Oil and wax
An oil or wax can protect the wood by acting as a saturator. These products are more or less liquid in state and will penetrate the wood fibres until they can absorb no more. Thus, your wood will not be able to soak up moisture and the deformations linked to moisture absorption can be reduced or even eliminated. Likewise, the wood can no longer be stained in depth and the aesthetics will thus be preserved.
In general, it is advisable to apply a minimum of 3 coats of finish to all the faces and edges of your panels in order to ensure total saturation of the fibres. Daily maintenance should be carried out using a very slightly damp sponge and a dry and clean cloth, taking care to avoid any stagnation of water.
The application of an oil, wax or woodstain will then need to be renewed once or twice a year to maintain the saturation of the wood (less if it is a woodstain).

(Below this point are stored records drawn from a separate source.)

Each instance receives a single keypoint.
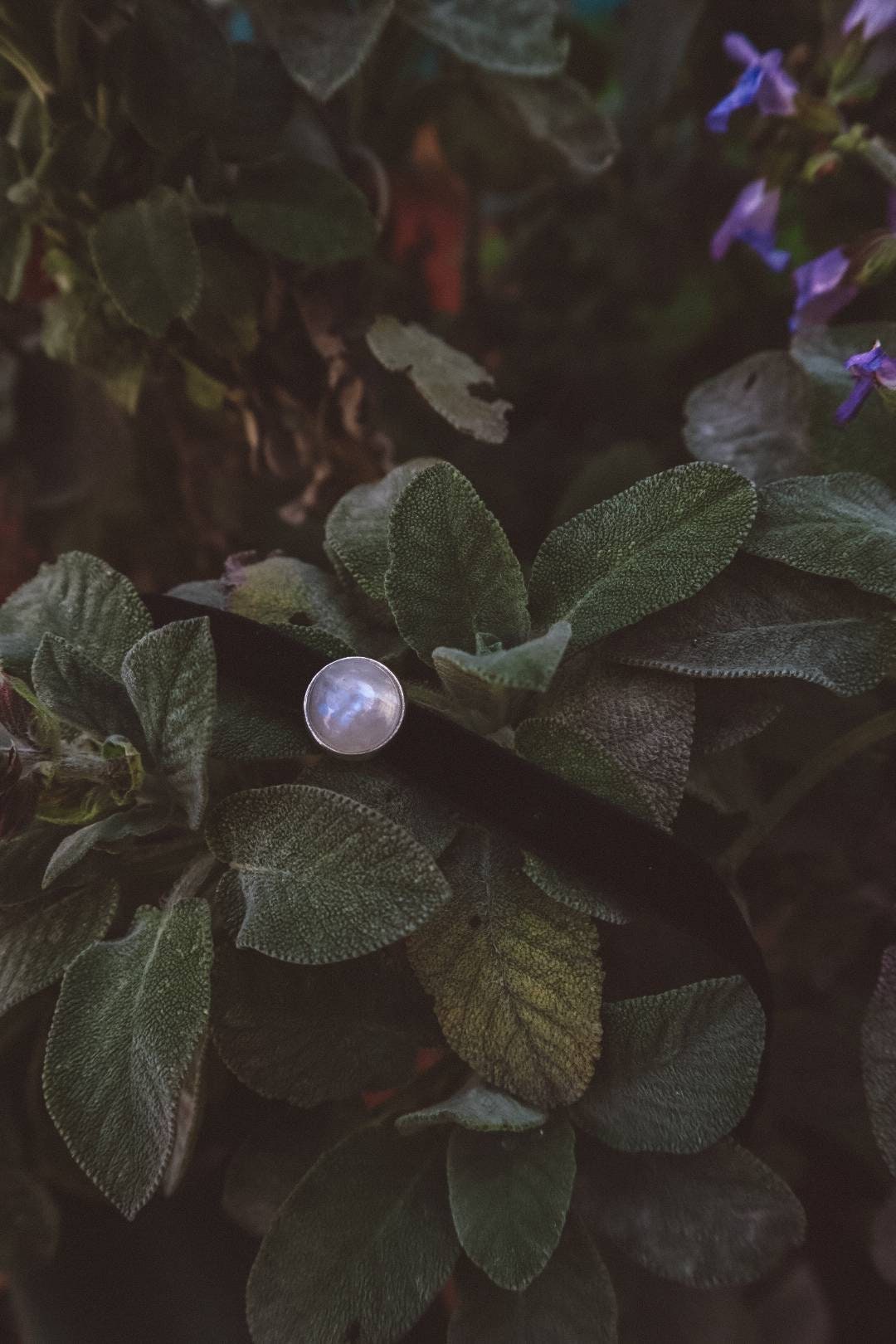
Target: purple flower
(871, 370)
(872, 15)
(765, 82)
(822, 290)
(751, 221)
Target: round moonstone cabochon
(353, 706)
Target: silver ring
(353, 707)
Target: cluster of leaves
(321, 923)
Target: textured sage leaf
(492, 684)
(509, 37)
(323, 46)
(169, 676)
(879, 1058)
(148, 261)
(178, 73)
(80, 691)
(765, 620)
(127, 1025)
(516, 977)
(712, 1220)
(39, 940)
(360, 1248)
(442, 375)
(299, 1034)
(570, 1303)
(323, 878)
(841, 526)
(677, 1069)
(476, 1105)
(303, 212)
(85, 601)
(358, 527)
(655, 543)
(754, 418)
(578, 758)
(509, 1198)
(451, 572)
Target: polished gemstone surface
(353, 706)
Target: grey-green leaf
(360, 1248)
(451, 572)
(655, 543)
(323, 878)
(127, 1025)
(712, 1220)
(148, 261)
(442, 375)
(509, 1198)
(37, 945)
(677, 1070)
(841, 526)
(171, 678)
(476, 1105)
(85, 601)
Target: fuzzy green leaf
(362, 1246)
(451, 572)
(879, 1058)
(297, 1032)
(124, 1034)
(442, 375)
(509, 1198)
(657, 543)
(323, 46)
(169, 676)
(80, 598)
(476, 1105)
(765, 620)
(516, 977)
(712, 1220)
(679, 1069)
(178, 73)
(508, 37)
(148, 261)
(323, 878)
(305, 212)
(840, 526)
(37, 945)
(358, 527)
(570, 1303)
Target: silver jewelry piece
(353, 707)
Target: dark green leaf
(451, 572)
(570, 1303)
(148, 261)
(516, 977)
(442, 375)
(37, 945)
(509, 1198)
(362, 1246)
(712, 1220)
(655, 544)
(127, 1025)
(677, 1070)
(169, 676)
(324, 878)
(840, 526)
(306, 1034)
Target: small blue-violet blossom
(871, 370)
(765, 82)
(751, 221)
(872, 15)
(824, 286)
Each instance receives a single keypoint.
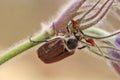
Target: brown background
(20, 19)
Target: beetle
(57, 48)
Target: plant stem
(26, 44)
(19, 48)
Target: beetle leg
(82, 47)
(85, 26)
(30, 39)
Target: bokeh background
(20, 19)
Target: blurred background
(21, 18)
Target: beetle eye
(72, 43)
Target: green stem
(26, 44)
(19, 48)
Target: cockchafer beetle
(57, 48)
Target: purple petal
(116, 67)
(115, 54)
(117, 41)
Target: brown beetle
(57, 49)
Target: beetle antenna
(102, 37)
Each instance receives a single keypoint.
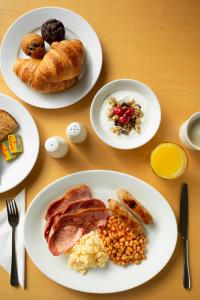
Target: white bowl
(130, 89)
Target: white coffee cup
(186, 129)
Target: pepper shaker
(56, 147)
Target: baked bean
(121, 244)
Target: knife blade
(184, 235)
(184, 211)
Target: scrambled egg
(88, 253)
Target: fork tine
(11, 207)
(15, 206)
(7, 205)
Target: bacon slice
(118, 210)
(134, 206)
(73, 207)
(70, 227)
(78, 192)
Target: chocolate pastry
(33, 45)
(53, 31)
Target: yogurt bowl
(124, 90)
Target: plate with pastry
(18, 152)
(50, 57)
(100, 231)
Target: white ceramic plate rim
(108, 141)
(35, 152)
(100, 172)
(24, 97)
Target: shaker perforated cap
(76, 132)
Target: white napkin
(6, 239)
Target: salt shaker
(76, 132)
(56, 147)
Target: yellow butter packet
(5, 150)
(15, 143)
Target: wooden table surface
(157, 42)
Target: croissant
(57, 71)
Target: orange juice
(168, 160)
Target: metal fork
(13, 220)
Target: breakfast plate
(14, 171)
(123, 90)
(75, 28)
(162, 235)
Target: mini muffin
(33, 45)
(53, 31)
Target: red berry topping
(123, 120)
(129, 112)
(118, 111)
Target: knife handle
(186, 269)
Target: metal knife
(184, 235)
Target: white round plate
(76, 27)
(14, 171)
(162, 235)
(125, 88)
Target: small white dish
(125, 88)
(14, 171)
(75, 27)
(162, 235)
(185, 132)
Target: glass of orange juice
(168, 160)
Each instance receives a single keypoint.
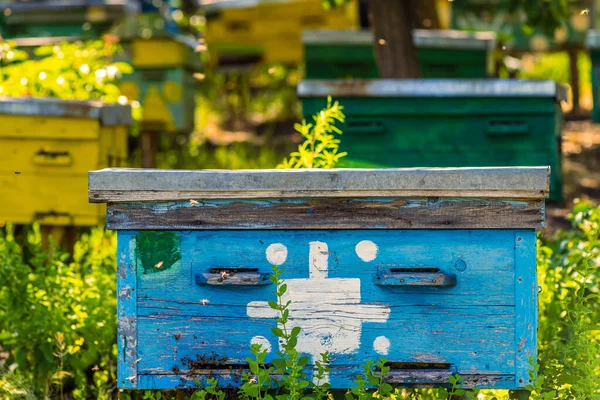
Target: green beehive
(70, 18)
(163, 80)
(593, 43)
(446, 122)
(341, 54)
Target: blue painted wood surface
(126, 312)
(484, 327)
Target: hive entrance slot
(221, 366)
(417, 366)
(414, 270)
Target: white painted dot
(367, 250)
(276, 253)
(381, 345)
(263, 341)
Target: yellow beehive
(47, 147)
(272, 30)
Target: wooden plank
(122, 185)
(450, 39)
(449, 88)
(526, 290)
(342, 213)
(127, 358)
(331, 283)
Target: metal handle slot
(415, 277)
(52, 158)
(418, 373)
(233, 277)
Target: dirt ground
(581, 169)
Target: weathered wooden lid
(126, 185)
(593, 39)
(422, 38)
(108, 114)
(432, 88)
(212, 6)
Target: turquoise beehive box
(431, 269)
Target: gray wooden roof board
(593, 39)
(531, 181)
(108, 114)
(432, 88)
(453, 39)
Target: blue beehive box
(431, 269)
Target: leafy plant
(569, 346)
(57, 317)
(71, 71)
(320, 148)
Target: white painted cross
(327, 309)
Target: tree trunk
(427, 16)
(574, 80)
(393, 22)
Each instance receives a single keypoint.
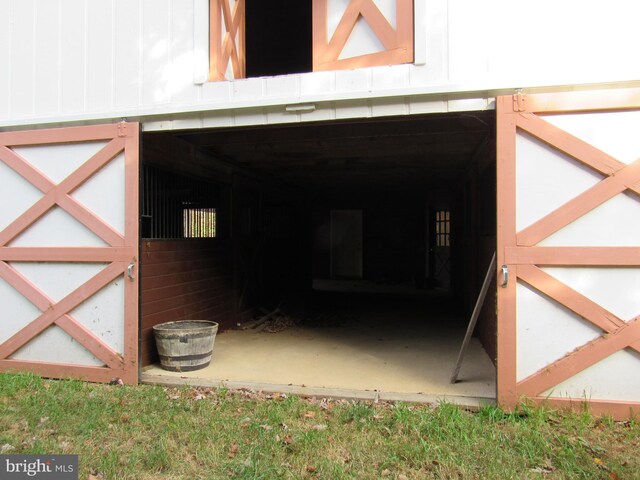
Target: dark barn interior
(396, 210)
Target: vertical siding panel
(181, 85)
(72, 58)
(22, 58)
(127, 53)
(99, 55)
(5, 57)
(47, 64)
(155, 44)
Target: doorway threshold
(151, 377)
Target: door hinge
(519, 101)
(122, 129)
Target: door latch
(130, 271)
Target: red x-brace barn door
(68, 252)
(569, 249)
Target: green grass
(150, 432)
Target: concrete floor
(396, 350)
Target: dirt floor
(362, 346)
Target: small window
(175, 206)
(443, 228)
(199, 222)
(252, 38)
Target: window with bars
(175, 206)
(443, 228)
(199, 222)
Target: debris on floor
(292, 313)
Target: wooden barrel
(185, 345)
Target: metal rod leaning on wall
(474, 317)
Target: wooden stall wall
(185, 279)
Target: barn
(337, 175)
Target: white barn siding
(83, 60)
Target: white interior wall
(81, 60)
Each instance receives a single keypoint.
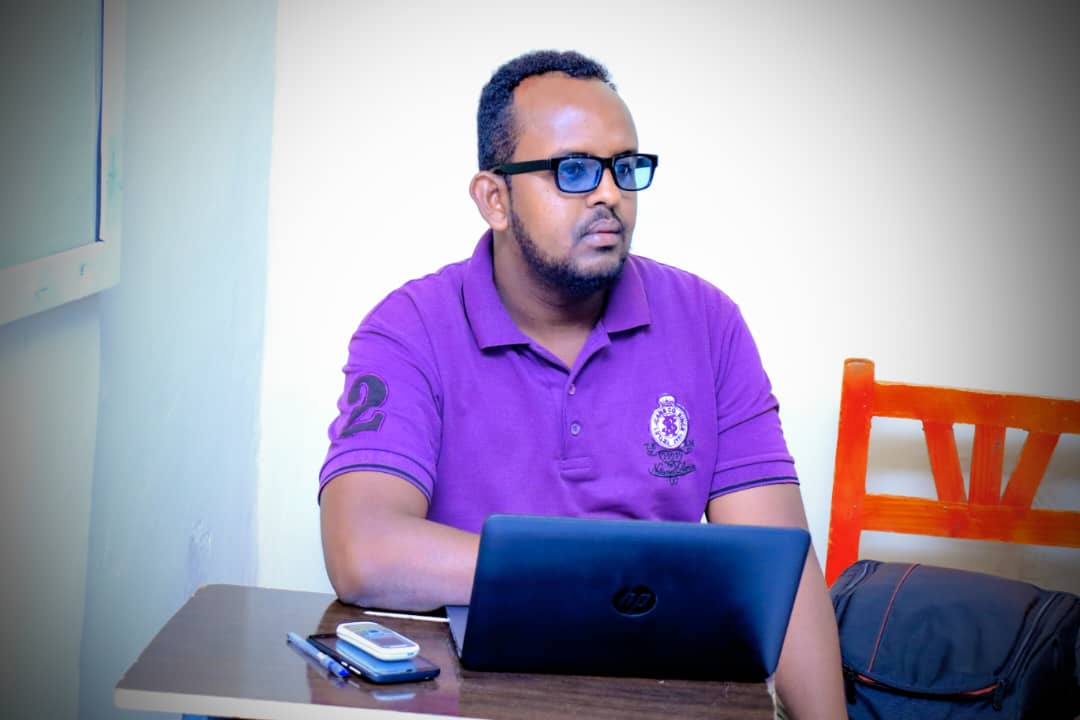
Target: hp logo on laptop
(635, 600)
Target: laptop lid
(634, 598)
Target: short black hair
(495, 118)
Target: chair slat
(987, 459)
(1030, 467)
(944, 461)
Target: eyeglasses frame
(552, 164)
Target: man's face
(576, 243)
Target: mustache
(604, 219)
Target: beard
(562, 275)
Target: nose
(607, 192)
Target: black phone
(372, 668)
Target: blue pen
(318, 655)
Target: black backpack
(922, 642)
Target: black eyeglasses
(581, 173)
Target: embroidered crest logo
(669, 425)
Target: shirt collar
(628, 304)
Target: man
(553, 372)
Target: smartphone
(373, 668)
(378, 640)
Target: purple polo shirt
(666, 406)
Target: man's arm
(809, 680)
(380, 552)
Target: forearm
(420, 566)
(381, 552)
(809, 680)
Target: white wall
(181, 336)
(892, 180)
(49, 388)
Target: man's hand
(380, 551)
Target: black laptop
(633, 598)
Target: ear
(493, 200)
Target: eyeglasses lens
(583, 174)
(579, 174)
(633, 172)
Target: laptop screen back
(632, 597)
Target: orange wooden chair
(985, 512)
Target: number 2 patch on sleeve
(366, 395)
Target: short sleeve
(751, 446)
(389, 417)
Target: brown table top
(224, 653)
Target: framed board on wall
(62, 83)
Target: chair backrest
(984, 512)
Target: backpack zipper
(1024, 649)
(851, 677)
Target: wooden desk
(224, 653)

A varnish will protect the wood by acting as a shell. It will cover the surface of the wood and prevent any foreign body from entering it. The general practice is to apply two to three coats of varnish to all faces and edges of your panel, before installation. Maintenance is then carried out using a damp sponge and a new application of varnish will only be carried out when the first one is damaged (scratched, chipped varnish, etc.). The varnish is film-forming and flexible (it is water resistant and can flake off with age).
Lastly, a woodstain, being micro-porous, allows the wood to breathe. It is recommended for outdoor use, but should be avoided in humid environments such as kitchens and bathrooms.
Note: under the action of UV rays, all woods tend to lighten. We therefore advise you, if your project is exposed to UV rays and you wish to avoid this lightening, to use an anti-UV protective product.